I suppose in a 2 point loss, that’s a fairly easy assessment, but it doesn’t water down the truth. Notre Dame’s failure to secure touchdowns instead of field goals on at least one of three occasions, lead to their downfall on a night that they held the lead with 6 seconds left.

There is no easy answer. This is just another regretful oddity of a team that has had a fairly amazing year given the circumstances. Why an offensive guy like Brian Kelly with all of the weapons he could want at his disposal- why he and this team score from the redzone is a damn mystery. More so- it’s an awful “twist for no reason” mystery.

Mission Fail, War Endures

Nov 28, 2015; Stanford, CA, USA; Notre Dame Fighting Irish wide receiver C.J. Sanders (9) breaks free for a kickoff return for a touchdown as Stanford Cardinal kicker Conrad Ukropina (34) pursues in the first quarter at Stanford Stadium. Mandatory Credit: Matt Cashore-USA TODAY Sports

All season long, we have heard Brian Kelly and this team (team #127 if you please) talk about completing the mission. The mission being a national championship via the college football playoffs. That dream is dead. Perhaps it died in Death Valley, or in Fenway Park, or in some leather clad room with massive egos in Texas last week, or perhaps the death of that dream just happened in Palo Alto with a swift kick to the ass.

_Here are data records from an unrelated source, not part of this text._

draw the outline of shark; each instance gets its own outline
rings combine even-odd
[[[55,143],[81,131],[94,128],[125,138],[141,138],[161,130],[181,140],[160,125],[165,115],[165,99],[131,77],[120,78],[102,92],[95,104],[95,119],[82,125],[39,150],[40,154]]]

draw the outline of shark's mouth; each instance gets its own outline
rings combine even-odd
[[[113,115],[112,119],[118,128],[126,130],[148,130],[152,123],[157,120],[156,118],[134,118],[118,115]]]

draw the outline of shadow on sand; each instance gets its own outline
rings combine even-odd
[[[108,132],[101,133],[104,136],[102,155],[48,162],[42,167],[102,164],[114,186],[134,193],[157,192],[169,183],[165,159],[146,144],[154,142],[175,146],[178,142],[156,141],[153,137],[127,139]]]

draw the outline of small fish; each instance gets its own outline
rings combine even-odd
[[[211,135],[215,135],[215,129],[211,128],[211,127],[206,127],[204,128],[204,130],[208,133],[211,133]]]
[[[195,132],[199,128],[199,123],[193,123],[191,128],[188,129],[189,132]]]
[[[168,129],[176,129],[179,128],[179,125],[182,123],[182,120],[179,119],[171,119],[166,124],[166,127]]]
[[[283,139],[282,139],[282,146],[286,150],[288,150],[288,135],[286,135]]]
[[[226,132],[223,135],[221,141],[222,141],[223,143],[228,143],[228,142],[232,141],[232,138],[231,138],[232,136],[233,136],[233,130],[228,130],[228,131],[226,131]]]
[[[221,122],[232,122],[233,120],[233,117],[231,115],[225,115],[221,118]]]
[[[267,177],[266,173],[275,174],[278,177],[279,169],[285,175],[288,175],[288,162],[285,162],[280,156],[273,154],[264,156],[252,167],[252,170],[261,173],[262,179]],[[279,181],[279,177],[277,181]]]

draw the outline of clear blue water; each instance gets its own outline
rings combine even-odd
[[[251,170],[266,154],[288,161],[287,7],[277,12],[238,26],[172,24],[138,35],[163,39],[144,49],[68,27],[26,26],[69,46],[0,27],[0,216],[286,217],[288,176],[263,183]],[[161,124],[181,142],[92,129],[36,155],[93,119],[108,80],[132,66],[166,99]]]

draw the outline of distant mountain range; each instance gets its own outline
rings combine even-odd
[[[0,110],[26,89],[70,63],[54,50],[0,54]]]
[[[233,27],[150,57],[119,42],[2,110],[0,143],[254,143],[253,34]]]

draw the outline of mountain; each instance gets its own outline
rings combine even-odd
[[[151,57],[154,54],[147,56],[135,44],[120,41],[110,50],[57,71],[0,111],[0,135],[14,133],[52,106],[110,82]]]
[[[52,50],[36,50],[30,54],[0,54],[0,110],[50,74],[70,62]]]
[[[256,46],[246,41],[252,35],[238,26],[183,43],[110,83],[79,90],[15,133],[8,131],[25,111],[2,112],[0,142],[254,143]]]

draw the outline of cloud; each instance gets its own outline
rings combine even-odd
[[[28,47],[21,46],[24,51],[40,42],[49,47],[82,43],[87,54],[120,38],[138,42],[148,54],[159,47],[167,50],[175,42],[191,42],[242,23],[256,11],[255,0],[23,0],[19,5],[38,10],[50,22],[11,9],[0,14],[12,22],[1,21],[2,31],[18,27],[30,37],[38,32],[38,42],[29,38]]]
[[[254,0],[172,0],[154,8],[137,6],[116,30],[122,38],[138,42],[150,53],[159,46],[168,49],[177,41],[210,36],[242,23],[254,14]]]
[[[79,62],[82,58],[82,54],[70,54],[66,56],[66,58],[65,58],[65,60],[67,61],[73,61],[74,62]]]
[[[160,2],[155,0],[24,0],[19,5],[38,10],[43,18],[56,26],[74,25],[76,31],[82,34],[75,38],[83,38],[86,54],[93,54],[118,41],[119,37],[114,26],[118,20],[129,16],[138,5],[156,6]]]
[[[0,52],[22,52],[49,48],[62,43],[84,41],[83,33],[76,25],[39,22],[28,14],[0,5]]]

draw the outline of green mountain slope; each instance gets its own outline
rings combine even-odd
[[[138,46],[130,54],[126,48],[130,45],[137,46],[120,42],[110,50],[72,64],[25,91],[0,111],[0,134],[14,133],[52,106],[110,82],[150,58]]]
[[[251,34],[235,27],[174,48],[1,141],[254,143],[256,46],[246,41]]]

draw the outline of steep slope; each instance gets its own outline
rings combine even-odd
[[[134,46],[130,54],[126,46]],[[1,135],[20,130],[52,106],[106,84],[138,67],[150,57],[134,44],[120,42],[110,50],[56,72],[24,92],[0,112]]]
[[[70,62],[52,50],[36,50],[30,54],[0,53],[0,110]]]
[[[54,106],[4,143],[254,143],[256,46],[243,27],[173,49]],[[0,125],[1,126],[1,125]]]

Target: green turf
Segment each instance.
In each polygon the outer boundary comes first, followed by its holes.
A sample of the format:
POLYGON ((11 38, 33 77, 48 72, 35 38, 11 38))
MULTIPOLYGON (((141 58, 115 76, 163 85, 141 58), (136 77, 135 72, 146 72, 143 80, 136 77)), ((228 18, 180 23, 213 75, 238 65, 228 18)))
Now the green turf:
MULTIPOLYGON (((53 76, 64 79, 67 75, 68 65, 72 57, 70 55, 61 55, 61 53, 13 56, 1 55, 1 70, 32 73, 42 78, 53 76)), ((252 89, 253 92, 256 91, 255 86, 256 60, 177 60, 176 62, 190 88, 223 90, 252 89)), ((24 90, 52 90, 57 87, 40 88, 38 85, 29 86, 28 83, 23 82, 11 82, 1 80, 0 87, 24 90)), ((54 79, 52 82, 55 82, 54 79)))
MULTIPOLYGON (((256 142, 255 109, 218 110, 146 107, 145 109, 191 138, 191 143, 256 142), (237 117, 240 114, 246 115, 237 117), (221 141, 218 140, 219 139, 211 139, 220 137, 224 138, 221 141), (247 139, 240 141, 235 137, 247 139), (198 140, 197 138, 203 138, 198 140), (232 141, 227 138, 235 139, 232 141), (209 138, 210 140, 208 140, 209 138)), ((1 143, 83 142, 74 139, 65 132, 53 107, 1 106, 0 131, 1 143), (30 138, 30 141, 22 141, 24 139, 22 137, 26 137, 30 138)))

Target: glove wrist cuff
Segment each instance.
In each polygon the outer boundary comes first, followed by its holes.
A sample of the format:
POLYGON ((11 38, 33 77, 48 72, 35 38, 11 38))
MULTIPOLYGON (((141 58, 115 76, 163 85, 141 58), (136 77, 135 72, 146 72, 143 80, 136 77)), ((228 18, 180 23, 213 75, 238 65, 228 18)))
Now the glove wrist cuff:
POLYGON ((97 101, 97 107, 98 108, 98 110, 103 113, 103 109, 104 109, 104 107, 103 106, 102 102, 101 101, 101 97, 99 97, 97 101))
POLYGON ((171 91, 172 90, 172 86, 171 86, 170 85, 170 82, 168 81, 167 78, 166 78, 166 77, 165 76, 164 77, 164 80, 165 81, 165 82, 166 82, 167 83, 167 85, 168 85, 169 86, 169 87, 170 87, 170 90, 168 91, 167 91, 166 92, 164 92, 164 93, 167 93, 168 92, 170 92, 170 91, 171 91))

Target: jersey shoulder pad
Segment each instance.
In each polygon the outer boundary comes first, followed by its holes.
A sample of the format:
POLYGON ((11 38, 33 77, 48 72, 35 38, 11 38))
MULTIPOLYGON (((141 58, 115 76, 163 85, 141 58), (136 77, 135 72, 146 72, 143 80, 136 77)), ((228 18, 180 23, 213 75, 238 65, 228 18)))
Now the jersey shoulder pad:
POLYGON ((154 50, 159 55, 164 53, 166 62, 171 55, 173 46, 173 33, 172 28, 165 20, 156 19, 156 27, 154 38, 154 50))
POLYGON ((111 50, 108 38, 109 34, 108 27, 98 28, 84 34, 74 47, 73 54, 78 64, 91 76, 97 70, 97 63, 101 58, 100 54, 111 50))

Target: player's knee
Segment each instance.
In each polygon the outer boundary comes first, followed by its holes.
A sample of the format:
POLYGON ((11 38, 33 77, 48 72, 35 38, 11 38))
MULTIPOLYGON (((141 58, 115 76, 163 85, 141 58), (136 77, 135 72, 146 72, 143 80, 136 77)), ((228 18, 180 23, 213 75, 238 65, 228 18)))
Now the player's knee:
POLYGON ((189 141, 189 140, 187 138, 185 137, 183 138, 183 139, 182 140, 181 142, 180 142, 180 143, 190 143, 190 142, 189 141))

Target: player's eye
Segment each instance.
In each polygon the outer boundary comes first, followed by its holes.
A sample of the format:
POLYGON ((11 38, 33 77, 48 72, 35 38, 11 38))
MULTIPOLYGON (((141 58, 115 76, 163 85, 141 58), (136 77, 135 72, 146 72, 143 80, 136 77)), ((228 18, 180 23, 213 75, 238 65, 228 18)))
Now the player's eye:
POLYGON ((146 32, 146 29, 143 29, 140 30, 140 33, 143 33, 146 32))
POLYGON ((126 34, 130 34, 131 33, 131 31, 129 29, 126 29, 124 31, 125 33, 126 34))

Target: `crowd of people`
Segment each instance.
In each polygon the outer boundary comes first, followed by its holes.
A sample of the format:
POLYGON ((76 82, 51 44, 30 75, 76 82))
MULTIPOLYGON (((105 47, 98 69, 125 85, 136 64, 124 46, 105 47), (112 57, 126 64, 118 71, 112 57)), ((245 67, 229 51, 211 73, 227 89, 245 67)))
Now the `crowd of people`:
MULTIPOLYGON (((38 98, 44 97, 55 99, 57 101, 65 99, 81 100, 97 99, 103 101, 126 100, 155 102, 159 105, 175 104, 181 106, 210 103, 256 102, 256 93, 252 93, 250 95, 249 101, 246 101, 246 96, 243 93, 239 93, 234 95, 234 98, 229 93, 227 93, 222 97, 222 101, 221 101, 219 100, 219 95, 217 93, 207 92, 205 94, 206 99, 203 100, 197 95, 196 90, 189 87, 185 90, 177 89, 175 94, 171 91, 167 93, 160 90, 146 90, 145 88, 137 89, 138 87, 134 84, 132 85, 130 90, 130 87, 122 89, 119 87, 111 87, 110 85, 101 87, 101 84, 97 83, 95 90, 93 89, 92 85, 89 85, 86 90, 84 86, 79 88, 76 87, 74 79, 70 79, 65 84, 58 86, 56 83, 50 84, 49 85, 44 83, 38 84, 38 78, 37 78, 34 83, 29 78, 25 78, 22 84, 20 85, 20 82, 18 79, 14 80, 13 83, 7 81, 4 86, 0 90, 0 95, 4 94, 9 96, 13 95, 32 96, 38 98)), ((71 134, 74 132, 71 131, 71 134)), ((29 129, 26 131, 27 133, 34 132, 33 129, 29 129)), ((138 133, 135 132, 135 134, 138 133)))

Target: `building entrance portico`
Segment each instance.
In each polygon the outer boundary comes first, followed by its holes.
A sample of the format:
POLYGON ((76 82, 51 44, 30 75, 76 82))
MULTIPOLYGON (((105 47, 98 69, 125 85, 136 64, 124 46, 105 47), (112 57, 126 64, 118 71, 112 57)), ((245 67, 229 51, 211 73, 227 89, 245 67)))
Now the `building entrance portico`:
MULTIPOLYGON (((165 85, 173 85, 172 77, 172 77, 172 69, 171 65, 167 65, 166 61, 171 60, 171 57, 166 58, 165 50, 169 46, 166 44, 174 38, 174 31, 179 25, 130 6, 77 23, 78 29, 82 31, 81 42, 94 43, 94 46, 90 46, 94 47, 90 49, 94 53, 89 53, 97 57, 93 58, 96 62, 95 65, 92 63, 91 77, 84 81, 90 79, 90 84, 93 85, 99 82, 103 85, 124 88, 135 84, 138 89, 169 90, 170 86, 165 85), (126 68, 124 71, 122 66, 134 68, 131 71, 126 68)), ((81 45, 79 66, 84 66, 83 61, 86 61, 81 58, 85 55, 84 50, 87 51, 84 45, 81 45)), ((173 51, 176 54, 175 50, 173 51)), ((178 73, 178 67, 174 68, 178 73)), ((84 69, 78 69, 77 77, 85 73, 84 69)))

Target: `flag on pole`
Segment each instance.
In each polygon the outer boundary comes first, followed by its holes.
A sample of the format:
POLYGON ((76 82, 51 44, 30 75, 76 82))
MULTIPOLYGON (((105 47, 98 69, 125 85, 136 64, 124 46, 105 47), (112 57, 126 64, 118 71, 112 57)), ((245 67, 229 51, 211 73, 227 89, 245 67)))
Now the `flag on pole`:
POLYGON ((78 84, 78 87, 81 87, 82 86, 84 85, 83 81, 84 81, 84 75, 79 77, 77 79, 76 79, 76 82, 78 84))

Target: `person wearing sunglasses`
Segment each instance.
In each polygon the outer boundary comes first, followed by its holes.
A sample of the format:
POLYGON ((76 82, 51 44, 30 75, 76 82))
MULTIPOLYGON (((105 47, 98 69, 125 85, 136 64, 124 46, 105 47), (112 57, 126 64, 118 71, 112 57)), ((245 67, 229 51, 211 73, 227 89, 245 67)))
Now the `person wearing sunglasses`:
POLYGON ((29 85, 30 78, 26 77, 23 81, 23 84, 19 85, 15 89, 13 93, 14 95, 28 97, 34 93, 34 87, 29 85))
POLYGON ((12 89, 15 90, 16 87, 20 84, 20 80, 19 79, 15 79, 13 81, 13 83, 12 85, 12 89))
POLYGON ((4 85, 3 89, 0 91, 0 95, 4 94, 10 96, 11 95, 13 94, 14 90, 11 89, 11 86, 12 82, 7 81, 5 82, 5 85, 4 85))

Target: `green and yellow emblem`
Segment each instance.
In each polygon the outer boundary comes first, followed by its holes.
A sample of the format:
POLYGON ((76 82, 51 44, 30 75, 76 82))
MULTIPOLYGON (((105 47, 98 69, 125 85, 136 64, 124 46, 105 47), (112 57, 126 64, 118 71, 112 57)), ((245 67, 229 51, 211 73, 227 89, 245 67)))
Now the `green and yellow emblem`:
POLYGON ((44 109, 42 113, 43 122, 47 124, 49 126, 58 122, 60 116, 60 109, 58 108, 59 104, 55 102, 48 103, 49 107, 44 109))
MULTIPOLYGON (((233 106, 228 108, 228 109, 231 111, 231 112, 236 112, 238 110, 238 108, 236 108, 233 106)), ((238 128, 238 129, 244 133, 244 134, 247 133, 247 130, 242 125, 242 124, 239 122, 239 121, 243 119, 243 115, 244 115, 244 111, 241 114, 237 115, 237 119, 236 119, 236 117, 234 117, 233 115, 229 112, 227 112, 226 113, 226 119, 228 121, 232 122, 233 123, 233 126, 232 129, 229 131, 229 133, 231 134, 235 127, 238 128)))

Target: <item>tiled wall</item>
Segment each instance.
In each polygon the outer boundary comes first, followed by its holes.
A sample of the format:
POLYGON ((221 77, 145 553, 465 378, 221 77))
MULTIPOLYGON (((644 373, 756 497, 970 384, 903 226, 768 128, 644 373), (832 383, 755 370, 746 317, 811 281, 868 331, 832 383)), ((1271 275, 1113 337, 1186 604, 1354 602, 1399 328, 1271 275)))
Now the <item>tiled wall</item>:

It doesn’t matter when it ACTUALLY happened, all that matters is that the finale nail was delivered on the last game of the season with the last play. It stings- hell it’s an avalanche of hurt.

Still, if you can’t see the forest because of those damned trees in California, then you might be blind. The truth of the matter is that Notre Dame suffered an enormous amount of injuries this year and the backups played well. The backups of the backups played well too- because even they were needed.

Three big names from tonight; Kizer, Adams, and Sanders all have 3 more years of eligibility left- and that’s just the tip of the iceberg. Notre Dame is loaded with talent, and even if and even after some of this years stars move on to the NFL, the next team- team 128 will have a fighting chance at the next mission. The same mission.

None of that eases the pain of tonight, but the season isn’t over. One more game- one more HUGE game that could help bring some happy closure to this season and some hope for the next. The war for elite status in college football is an endless one, and one the Irish are fit to fight.